Monday, November 21, 2005

A penny of motivation buys a pound of pain

Sometimes all it takes is the smallest bit of motivation to cause me to regret motivation for several days. On Saturday, I had this motivation, and it was in the form of an exercise program. I have never really had an exercise program before. I have had ones that I have designed myself, and seeing as I studied that kind of crap in university you might think I would be able to create a good program. But the thing about that is, designing one's own program is the best excuse for changing/shortening it mid-workout. "Oh yeah, I know I said I have 2 more exercises, but I don't feel like it. And since I am the designer, what I decide will be what happens." But the program I just started was designed for a friend's brother. And it is crazy.

So on Saturday I went for Day 4 of the program. After the usual slack warm-up on the bike and ineffectual stretching, I got into shoulder exercises. There is very little rest time, and I am already tired after the first 3 exercises.

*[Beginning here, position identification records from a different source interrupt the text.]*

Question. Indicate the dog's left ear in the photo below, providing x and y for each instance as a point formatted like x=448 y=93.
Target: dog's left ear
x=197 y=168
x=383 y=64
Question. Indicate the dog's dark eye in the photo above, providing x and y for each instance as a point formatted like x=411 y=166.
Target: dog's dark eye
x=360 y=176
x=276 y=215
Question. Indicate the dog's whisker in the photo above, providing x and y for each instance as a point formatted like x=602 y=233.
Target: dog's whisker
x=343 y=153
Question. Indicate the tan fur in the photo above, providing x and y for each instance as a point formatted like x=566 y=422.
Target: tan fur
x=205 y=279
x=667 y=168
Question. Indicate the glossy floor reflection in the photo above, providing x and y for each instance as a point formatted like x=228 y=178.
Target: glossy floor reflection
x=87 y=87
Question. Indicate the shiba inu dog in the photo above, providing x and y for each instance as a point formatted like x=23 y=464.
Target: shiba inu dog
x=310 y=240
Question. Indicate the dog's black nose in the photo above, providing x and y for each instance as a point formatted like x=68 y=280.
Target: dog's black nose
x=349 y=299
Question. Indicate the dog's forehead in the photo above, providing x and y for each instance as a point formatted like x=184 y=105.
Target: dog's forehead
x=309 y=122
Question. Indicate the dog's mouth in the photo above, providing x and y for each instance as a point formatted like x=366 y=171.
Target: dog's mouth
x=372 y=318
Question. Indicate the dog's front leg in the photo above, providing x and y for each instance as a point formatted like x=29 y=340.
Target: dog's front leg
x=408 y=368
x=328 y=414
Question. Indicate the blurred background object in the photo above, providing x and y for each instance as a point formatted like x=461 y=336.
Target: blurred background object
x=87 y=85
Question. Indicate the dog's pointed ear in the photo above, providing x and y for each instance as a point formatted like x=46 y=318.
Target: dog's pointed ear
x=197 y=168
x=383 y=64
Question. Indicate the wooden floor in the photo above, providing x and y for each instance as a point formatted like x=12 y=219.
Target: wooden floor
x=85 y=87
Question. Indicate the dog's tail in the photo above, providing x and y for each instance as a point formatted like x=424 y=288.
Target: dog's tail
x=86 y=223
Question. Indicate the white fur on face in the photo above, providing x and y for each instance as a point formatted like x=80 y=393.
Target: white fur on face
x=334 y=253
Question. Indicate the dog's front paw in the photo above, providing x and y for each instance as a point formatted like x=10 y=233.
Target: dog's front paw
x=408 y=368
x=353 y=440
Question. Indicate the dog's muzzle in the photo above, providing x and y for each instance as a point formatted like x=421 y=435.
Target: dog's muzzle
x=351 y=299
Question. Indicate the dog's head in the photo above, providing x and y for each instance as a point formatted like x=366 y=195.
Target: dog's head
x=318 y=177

After that, it was straight on to legs. Now I have just finished 3 sets of squats. Lowering myself down so slowly and taking no rest at the top makes for a very empty-looking bar compared to my usual poorly performed reps, yet I am sweating hard and getting worn out. My legs are trembling slightly. And after that, I have 3 more sets of squats with my feet set wide apart. At the end of each set I can feel my own muscles pulling on me, and my sight becomes ever-so-slightly blurred as I crash the bar back down off of a bent-over back onto its supports.

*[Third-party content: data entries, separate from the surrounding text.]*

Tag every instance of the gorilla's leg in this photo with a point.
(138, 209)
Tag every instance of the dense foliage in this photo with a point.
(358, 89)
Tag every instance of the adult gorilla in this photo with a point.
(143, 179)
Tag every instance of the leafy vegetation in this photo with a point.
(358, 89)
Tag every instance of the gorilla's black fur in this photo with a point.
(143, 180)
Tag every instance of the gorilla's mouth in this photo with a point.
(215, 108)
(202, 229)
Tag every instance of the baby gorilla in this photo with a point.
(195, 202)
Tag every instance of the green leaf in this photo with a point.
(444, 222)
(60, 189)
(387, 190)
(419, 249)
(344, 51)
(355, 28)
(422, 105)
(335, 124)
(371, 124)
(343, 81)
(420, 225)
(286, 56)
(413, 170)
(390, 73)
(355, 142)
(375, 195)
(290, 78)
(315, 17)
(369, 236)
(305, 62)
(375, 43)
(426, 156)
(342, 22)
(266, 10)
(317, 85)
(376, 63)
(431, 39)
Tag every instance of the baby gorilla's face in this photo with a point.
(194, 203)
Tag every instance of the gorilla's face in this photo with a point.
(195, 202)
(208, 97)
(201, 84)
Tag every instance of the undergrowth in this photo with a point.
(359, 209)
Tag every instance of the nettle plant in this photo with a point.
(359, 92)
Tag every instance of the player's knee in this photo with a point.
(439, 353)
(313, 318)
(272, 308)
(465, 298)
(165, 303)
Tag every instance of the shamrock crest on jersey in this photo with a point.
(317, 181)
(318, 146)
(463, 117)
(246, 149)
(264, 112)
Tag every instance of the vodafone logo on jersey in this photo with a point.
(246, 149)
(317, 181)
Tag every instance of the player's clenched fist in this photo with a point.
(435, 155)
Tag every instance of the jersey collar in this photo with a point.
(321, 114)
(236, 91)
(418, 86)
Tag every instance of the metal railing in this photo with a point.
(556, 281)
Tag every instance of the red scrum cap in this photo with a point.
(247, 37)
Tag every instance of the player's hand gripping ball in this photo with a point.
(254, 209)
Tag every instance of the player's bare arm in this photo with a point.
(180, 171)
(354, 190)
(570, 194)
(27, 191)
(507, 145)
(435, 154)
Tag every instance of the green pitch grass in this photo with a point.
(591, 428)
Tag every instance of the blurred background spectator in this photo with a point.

I feel like I am going to be sick.

On to lunges on the Smith machine, one leg at a time. Now I don't just want to leave the gym, I want to lay down right there and die. As I make a trip to the water fountain after a set, my knee buckles and almost lets me fall. If I had made this same crazy program myself, I would definitely conclude it was foolish at this point and call it off. But I have that little piece of paper telling me I have to do more.

So I load up the leg press with what little weight I can do at this point. After every set, I writhe for a few moments in the agony of the acid overwhelming my legs and the fact that I am destroying my own muscles. My eyes cringe shut and my teeth clench. I think that there are others in the gym, those who are going half-speed, who think I look ridiculous. But I barely even notice anyone around me, preoccupied by shaking legs and Rise Against screaming in my ear.

After a painful finish, I take on the hamstring curl machine. The backs of my legs had been left somewhat unscathed; now, they are taking an equal beating. I finish that and find myself hoping that there is someone on the squat rack so I can't do my next exercise. Despite all odds, it is still free so I move on to deadlifts to further destroy my hamstrings. I put almost no weight on the bar, but find that I can barely stabilize my back. Time to move on before I do some long-term damage.

Now I get to target those same stabilizers. I walk as upright as my legs will allow to the stretching room, pulling out the abs ball to start on crunches. When I can't do any more, I slide off the ball onto my ass, hitting lightly against the wall. I close my eyes for a second. My legs still burn. When I reopen my eyes, I look at my legs and they aren't where I thought they were. My left leg is bent with my knee up close to my head while my right leg is sprawled out and to the side. I can feel them so accutely, but I can't even really tell where they are? I wonder for a moment if that is what it would be like to have them amputated. And I think that's probably not the first thing I should ask someone with no legs.

Now reverse crunches. V-sits. I am certainly not feeling very good. Why am I still doing this? Because that little piece of paper says "V sits. 2 sets. Failure."? Because if I leave it just means I will have to do homework earlier? Why am I really here? What the..? How do I start contemplating life and death laying sprawled out on a gym mat? I think I can get up...yeah, I'm up. Hobbling tentatively toward the locker room. Walking home through the snow drifts is not going to be fun. Thank goodness for little mercies...Tomorrow is a day off.

5 comments:

Unknown said...

"And I think that's probably not the first thing I should ask someone with no legs."

Hahahahahahahaha. Awesome. Good choice on the workout music as well.

See, that's what you get for being in shape and bettering yourself. Instead, I'll just drink beer and coffee, play guitar, get fat, and hurt my hamstrings/back playing really, REALLY low-intensity street hockey.

Actually, I think Nick and I are going to start working out once my theory class is done.

Snides said...

That's probably a good idea. It is also a good idea to work on the stuff that needs more work first (your music).

I was dumb enough to go back today and do intervals on the bike at lunch, in addition to another leg workout after work. Luckily only one form of squats today. Hopefully I can still walk tomorrow.

Snides said...

Hey Rachel, remember that time that you fell out of PT before a crazy fat old man? I remember. It was hilarious. Oops, I mean, sorry about that. But I had advised a proper weight, and you would not listen. And your hamstrings were that much better for it.

Anonymous said...

Whew, pero..now THAT guy was slow. In fact, I don't think I've ever seen anybody so incapable of any form of physical activity...yep, realllllll slow.

Anonymous said...

Remember when he got his arm stuck between the bed and the wall?...man, it's times like that you can never get back.